Abaküs Yazılım
İstanbul Bölge Adliye Mahkemesi 14. Hukuk Dairesi
Esas No: 2019/1246
Karar No: 2021/1362
Karar Tarihi: 11.11.2021

BAM Hukuk Mahkemeleri İstanbul Bölge Adliye Mahkemesi 14. Hukuk Dairesi 2019/1246 Esas 2021/1362 Karar Sayılı İlamı

T.C.
İSTANBUL
BÖLGE ADLİYE MAHKEMESİ
14. HUKUK DAİRESİ
DOSYA NO: 2019/1246
KARAR NO: 2021/1362
T Ü R K M İ L L E T İ A D I N A
İ S T İ N A F K A R A R I
İNCELENEN DOSYANIN
MAHKEMESİ: İstanbul 6. Asliye Ticaret Mahkemesi
NUMARASI: 2016/339 Esas - 2018/1287 Karar
TARİHİ: 20/12/2018
DAVA: Tazminat
Taraflar arasındaki tazminat davasının yapılan yargılaması sonunda ilamda yazılı nedenlerden dolayı davanın kısmen kabulüne yönelik verilen karara karşı her iki taraf vekilince istinaf kanun yoluna başvurulması üzerine dosya içerisindeki tüm belgeler okunup, incelendi, gereği konuşulup düşünüldü.

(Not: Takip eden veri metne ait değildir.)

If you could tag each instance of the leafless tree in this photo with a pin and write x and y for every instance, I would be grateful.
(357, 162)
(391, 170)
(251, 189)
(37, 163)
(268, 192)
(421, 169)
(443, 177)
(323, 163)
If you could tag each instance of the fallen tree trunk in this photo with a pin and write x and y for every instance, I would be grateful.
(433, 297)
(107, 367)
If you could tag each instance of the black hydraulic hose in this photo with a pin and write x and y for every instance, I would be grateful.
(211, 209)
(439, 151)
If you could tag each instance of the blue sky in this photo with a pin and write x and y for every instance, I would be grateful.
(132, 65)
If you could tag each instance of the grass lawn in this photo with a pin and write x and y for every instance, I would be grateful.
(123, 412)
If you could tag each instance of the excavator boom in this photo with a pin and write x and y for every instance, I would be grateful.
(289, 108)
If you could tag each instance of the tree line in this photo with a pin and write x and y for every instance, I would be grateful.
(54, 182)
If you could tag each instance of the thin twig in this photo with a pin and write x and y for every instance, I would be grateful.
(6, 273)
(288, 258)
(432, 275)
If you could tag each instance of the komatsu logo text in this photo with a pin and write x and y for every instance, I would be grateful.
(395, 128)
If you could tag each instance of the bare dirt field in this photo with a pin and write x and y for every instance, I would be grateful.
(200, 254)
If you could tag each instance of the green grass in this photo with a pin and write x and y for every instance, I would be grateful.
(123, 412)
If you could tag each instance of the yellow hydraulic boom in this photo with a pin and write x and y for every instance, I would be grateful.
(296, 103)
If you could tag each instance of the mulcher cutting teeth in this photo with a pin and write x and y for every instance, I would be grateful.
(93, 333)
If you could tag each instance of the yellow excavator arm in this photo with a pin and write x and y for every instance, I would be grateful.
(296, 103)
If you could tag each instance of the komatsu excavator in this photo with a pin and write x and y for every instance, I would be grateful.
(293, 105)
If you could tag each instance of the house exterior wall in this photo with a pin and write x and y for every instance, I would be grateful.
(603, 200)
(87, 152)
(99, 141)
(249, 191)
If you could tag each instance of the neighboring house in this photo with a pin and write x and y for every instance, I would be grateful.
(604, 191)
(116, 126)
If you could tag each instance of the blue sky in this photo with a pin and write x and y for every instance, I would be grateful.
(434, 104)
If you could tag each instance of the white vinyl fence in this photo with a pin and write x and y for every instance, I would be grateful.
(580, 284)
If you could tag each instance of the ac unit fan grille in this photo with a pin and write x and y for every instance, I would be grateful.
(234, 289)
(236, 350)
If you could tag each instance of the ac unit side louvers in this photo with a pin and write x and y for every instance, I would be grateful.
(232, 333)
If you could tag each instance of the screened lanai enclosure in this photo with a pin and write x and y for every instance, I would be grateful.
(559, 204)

TARAFLARIN İDDİA VE SAVUNMALARININ ÖZETİ Davacı vekili dava dilekçesinde özetle; taraflar arasında yapılan nakliye sözleşmesi ile davacıya ait makinelerin 05/06/2015 tarihinde Tüyap Fuar Merkezi'nde sergilenmek üzere götürüldüğü, 15/10/2015 tarihli ... sıra nolu sevk irsaliyesi ile Tüyap Fuar merkezinden müvekkili şirket iş yerine geri getirilirken davalı şirket nakliye araçlarında hasarlandığını, hasarlanan makineler ve onarım masraflarının toplam 52.923,00-TL olduğunu, davalı yanın sigorta şirketine müracaatla ekspertiz işlemlerini yaptırdığını, sigorta tarafından ödeme yapılacağı bildirmiş ise de ödeme yapılmadığını ve davacının zararının karşılanmadığını zararın tazmini için iş bu davaya açmak zorunda kalındığını, davalının müvekkili davacının makinelerine verdiği zararın karşılanması için toplam 52.923,00-TL' nin 15/10/2015 tarihinden itibaren işleyecek ticari faizi ile birlikte davalıdan tahsiline karar verilmesini talep ve dava etmiştir. Davalı vekili savunmasında özetle; davalı şirketin davacı şirkete karşı Anadolu ... İcra Müdürlüğünün ... esas, 2016/4656 esas sayılı dosyaları ile toplam 13.783,00-TL talep ettiğini, davacının itiraz ettiğini, taşıma işini müvekkili şirketin yapmadığını, İhbar edilen ... A.Ş. İle davalı şirket arasında imzalanan sözleşme gereği anılan şirketin taşıma işini yaptığını, ihbar edilen şirket ile davalı şirket arasında sözleşme imzalandığını, bu nedenle davanın reddini istediklerini, davalının bir sorumluluğunun olmadığını, sözleşmenin 2/B maddesine göre emtianın yükleme ve boşaltmasının hizmet alan davacı şirketçe yapılacağının belirtildiğini, hasardan sonra taşıma işini üstlenen ... şirketi tarafından sigorta firmasına haber verildiğini, ihbar üzerine ekspertiz raporu düzenlendiğini, raporun 2. Sayfasında yükleme boşaltmanın davacı tarafından yapılacağını ve 6.sayfasında ise hasarın nedeninin bağlama sabitleme hatasından dolayı meydana geldiğinin belirtildiğini, hasara davacının neden olduğunu, mail yazışmalarında davalı şirket çalışanının ...'den gelen maili ilettiğini, direkt olarak davayı kabul anlamına gelecek bir mail göndermediğini, dava değerinin nasıl belirlendiğinin açıklanmadığını, davalının temerrüte düşmediğini, bu nedenle 15/10/2015 tarihinden itibaren ticari faiz talebini kabul etmediklerini ve davanın reddini talep etmiştir.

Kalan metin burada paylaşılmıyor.